It looks like the Storm worm has been a great success. This is the official opinion of the 2007 Global Threat Report from security firm ESET.The social engineering tactics used over the past 12 months and the duration of the methods represented the concern of the report.
According to ESET, in order to help propagation and infection, malware authors supervised the efficacy of every strategy.
Andrew Lee, chief research officer at ESET, declared that Storm is "a modern threat that uses advanced technology to infect PCs and maintain its foothold on compromised systems by any means available".
Those who programmed it and the bot-masters are tying to keep the botnet and release "frequent updates to evade detection by anti-malware and intrusion detection systems."
Storm’s complicated structure and self-updating mechanism is given by the fact that it uses distinct names for its components.
There weren’t aimed only the computers running Microsoft's Windows, but, as the Global Threat Report observed, Apple machines running Mac OS X also.Although the malware attack targeting OS X resembled W32/Zlob, the Windows malware was to take into consideration.
In 2007, complex threats represented a challenge but, older types of malware – like mass mailers –, must be remembered.
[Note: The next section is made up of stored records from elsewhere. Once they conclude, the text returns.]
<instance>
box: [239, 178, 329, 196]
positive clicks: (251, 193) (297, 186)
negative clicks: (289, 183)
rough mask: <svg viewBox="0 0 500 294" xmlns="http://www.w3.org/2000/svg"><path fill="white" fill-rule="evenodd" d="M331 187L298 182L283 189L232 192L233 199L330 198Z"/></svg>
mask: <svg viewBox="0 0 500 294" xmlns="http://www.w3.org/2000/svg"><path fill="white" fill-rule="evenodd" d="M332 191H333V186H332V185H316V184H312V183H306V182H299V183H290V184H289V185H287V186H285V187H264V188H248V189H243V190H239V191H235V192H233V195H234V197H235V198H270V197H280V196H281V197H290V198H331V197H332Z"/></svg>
During 1 January to 10 December period, ESET supervised 4,251 million emails and discovered that 33.8 million held either a malware attachment or a link to a website having malicious code.
A malware from 2006, resembling Win32/Stration.XW (aka Warezov or Stration), is the most common; it brings unsolicited emails and it can be presented as an attachment which attempts to pass through undiscovered: it appears like a normal text file and changes its icon.
ESET announced that MSN Messenger or Skype were used by variants of Stration as a way of transmitting itself.